New acceleration architecture

Thu Jun 30 13:44:09 PDT 2005

On Iau, 2005-06-30 at 14:14, Gioele Barabucci wrote:
> I fear that
> 
>   prepare(var, value) { opt[var] = value; }
>   job(v) { return opt[VAR1] + opt[VAR2] + v; }
> 
> with current compilers and current processors (PPC, x86_64) will be much
> slower than
> 
>   job(opt1, opt2, v) { return opt1 + opt2 + v; }

(Just IMHO...)

On many processors it will generate longer uglier code because global
loads are long winded operations that are not the optimal path. Also the
cache top is hot in L1 and globals scattered around may not be or will
increase cache misses.
With register parameters its even more visible.

That said since the compiler can assume nobody else changes the variable
it shouldn't be much different.

It is bad programming practice and it is also IMHO poor design because
not only is it slower or at best same speed but it prevents a future
threaded exa using server.
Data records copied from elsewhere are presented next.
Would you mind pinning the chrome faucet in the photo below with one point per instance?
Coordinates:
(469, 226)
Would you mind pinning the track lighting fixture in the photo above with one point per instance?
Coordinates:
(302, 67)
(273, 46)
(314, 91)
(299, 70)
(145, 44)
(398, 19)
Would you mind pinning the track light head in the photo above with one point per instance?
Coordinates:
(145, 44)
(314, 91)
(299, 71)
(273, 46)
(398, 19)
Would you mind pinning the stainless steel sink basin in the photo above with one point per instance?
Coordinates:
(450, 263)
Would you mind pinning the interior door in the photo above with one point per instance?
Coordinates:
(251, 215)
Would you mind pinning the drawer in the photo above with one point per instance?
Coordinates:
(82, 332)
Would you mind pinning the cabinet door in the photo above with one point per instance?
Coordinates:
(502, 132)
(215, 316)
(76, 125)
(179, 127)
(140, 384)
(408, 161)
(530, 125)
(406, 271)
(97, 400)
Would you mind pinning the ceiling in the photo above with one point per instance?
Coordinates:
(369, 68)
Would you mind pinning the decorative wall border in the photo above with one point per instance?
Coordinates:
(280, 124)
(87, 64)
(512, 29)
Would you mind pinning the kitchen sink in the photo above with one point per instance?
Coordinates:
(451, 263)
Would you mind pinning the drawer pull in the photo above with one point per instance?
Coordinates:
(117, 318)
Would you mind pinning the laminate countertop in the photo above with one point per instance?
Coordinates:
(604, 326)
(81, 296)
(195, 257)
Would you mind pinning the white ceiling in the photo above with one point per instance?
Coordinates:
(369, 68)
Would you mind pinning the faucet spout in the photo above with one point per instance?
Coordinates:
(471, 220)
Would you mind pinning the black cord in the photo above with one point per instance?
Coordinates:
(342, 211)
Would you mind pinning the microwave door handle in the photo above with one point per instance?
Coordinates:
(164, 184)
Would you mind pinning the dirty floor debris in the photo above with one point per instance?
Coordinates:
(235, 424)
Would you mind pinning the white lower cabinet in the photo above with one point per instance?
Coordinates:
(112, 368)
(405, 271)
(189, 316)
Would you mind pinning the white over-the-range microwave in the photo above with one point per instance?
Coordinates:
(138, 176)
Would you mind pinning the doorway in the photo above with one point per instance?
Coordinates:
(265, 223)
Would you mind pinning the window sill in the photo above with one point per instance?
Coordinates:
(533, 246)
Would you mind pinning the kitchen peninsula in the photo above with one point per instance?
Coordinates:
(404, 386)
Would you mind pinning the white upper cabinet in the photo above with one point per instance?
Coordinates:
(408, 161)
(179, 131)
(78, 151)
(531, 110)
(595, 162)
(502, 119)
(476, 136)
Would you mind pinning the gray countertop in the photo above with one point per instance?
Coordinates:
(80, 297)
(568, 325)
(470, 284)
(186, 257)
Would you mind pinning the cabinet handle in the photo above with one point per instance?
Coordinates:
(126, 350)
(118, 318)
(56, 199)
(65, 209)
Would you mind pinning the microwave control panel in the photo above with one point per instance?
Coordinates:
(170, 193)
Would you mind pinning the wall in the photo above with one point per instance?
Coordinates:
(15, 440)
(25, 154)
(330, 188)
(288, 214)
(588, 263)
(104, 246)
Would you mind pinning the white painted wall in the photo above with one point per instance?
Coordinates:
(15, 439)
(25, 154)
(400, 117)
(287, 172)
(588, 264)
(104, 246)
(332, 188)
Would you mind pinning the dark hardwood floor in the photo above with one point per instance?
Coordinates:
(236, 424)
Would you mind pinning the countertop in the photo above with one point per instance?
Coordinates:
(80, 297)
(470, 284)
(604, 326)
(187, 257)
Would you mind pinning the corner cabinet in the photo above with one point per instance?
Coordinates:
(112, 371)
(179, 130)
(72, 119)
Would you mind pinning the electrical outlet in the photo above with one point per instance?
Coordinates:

Now given that many exa operations are doing
cpu work in host memory on the host CPU and there is a tile cache it
seems rather dumb to assume a non-threaded server. Similarly for waits
on one GPU while another is free for multi-head. If I am dragging a
translucent window on a dual cpu box with four cores my window manager
is using 0.01 of a core and it would be nice to do the software
rendering work on 3.99 cores not 0.99

CPU direction is now "more threads" not "more ops/sec". It seems unwise
for X to make that change hard at server level when the cost is
essentially nil right now. I don't see a fully threaded server making
sense but threading rendering work (and even balancing between host and
GPU) does appear useful with a tile cache.

Alan